12. Any feature surprise + hypothesis?
If support_tickets strongly increases churn risk, the hypothesis is: unresolved issues or poor support experience drives cancellations. If is_premium lowers churn, it reflects higher commitment and switching costs.

13. Product/UX changes to reduce churn for flagged users?
	•	Trigger in-app guidance/onboarding when usage drops.
	•	Improve support flows: faster resolution, proactive help, better self-serve.
	•	“Save” offers: targeted discounts or plan downgrades for high-risk users.
	•	Increase feature adoption: push 1–2 “sticky” features tied to retention.

Feature Engineering 

14. Did scaling/normalization change performance?
Yes for models that care about scale (Logistic, KNN). Scaling stabilizes training and improves comparability across features.

15. When is changing feature treatment acceptable vs risky (PM view)?
	•	Acceptable: when it improves stability/recall without harming interpretability (e.g., scaling).
	•	Risky: when it changes meaning or introduces leakage (using future info, post-churn behavior, or fitting transforms on full data).

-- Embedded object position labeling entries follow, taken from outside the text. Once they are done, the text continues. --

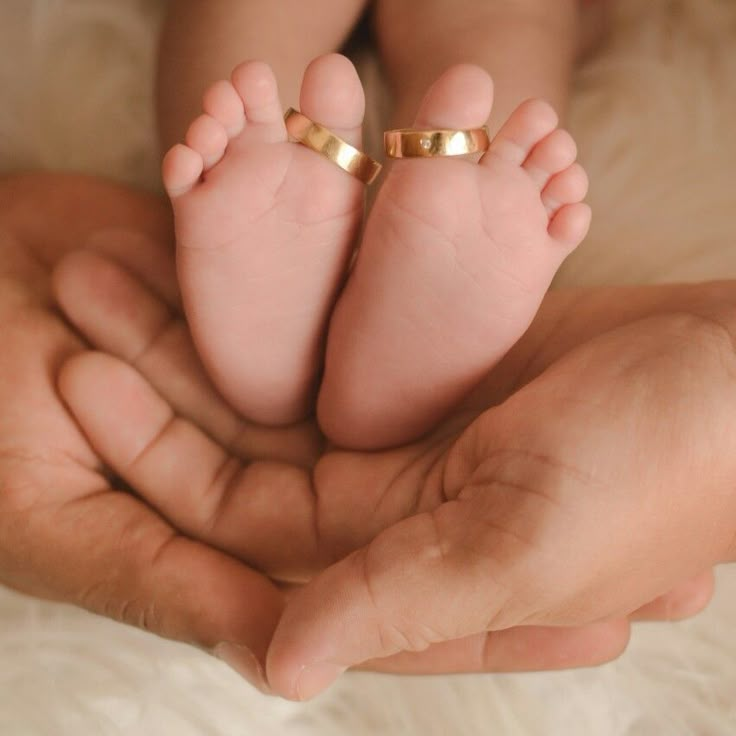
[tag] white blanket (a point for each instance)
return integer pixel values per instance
(654, 113)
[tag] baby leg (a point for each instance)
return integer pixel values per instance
(528, 46)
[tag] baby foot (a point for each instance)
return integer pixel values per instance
(264, 232)
(455, 260)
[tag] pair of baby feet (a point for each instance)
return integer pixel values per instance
(455, 257)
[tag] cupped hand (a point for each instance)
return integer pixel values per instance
(68, 530)
(290, 520)
(605, 481)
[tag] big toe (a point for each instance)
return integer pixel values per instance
(332, 95)
(461, 98)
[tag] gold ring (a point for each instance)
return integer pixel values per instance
(325, 142)
(411, 143)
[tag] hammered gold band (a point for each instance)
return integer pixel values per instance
(411, 143)
(325, 142)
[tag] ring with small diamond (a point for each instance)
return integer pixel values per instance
(412, 143)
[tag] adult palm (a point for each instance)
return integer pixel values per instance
(211, 491)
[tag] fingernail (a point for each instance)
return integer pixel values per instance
(244, 662)
(315, 678)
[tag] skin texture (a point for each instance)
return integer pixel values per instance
(265, 229)
(157, 558)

Threshold & Policy Decisions

16. How choose a decision threshold for contacting users?
Pick a threshold based on:
	•	required recall target (FN cost)
	•	outreach capacity / budget
	•	acceptable false positive rate
Then validate with a small rollout and measure retention lift.

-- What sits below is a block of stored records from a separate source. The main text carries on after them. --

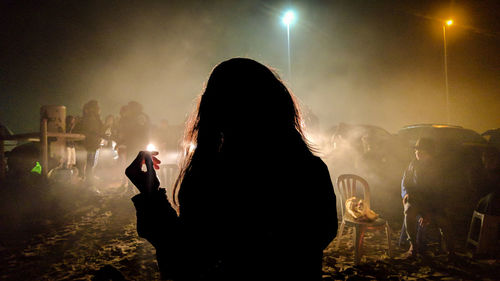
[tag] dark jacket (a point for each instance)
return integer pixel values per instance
(244, 220)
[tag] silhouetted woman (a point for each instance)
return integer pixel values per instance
(254, 203)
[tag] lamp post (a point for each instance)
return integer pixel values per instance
(447, 23)
(288, 19)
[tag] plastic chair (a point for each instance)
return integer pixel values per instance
(346, 184)
(484, 233)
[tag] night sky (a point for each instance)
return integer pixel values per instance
(372, 62)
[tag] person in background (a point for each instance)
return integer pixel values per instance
(70, 144)
(92, 128)
(136, 133)
(121, 131)
(424, 197)
(247, 210)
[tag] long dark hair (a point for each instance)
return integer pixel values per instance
(245, 104)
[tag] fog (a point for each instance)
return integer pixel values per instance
(369, 62)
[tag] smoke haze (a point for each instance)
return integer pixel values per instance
(373, 62)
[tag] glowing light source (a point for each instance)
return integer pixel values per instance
(289, 17)
(192, 147)
(151, 147)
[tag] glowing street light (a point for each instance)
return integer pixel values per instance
(289, 18)
(447, 23)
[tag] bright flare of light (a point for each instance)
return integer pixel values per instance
(289, 17)
(151, 147)
(192, 147)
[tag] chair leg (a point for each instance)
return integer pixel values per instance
(359, 233)
(339, 234)
(388, 233)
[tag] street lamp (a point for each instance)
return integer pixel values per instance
(288, 19)
(447, 23)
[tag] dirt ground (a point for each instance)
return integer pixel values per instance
(71, 233)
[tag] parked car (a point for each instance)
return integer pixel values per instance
(459, 151)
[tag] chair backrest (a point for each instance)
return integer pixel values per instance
(347, 183)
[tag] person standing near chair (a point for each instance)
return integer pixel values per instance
(424, 198)
(248, 210)
(92, 128)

17. Different thresholds for premium vs free?
Yes, potentially. Premium users have higher LTV, so it can justify a lower threshold (more aggressive outreach). Free users may get a higher threshold or cheaper interventions.

Shipping & Ethics

18. Would you ship today? What’s missing if not?
I’d ship as a controlled pilot. Missing for “full ship”: monitoring, segmentation checks, calibration, and a clear operational playbook (who contacts whom, when, and how).

19. Safeguards before production use
	•	Monitor recall/precision drift + outreach volume
	•	A/B test retention campaigns
	•	Regular retrain schedule + rollback plan
	•	Logging and auditability of decisions
	•	Guardrails to avoid spammy outreach and protect user trust

20. Who is accountable if it makes a bad decision?
Ultimately Product + Marketing leadership jointly. Product owns model policy and risk, Marketing owns execution. Data/ML supports with monitoring and model quality.

I built a churn model designed around the real business cost: missing churners is expensive, while outreach is cheap. The baseline looked “accurate” but missed most churners, so I adjusted the decision threshold (and validated cost-sensitive weighting) to significantly improve recall without increasing model complexity

This keeps the model explainable and operationally controllable: we can tune aggressiveness via threshold based on campaign capacity and desired recall

We’ll start with a moderate threshold, run a pilot, measure retention lift and cost per save, then scale or adjust based on results, with monitoring and safeguards in place.

We choose Logistic Regression over a Decision Tree because it catches far more churners while staying stable and explainable, whereas the tree misses too many churners and adds variance without business upside.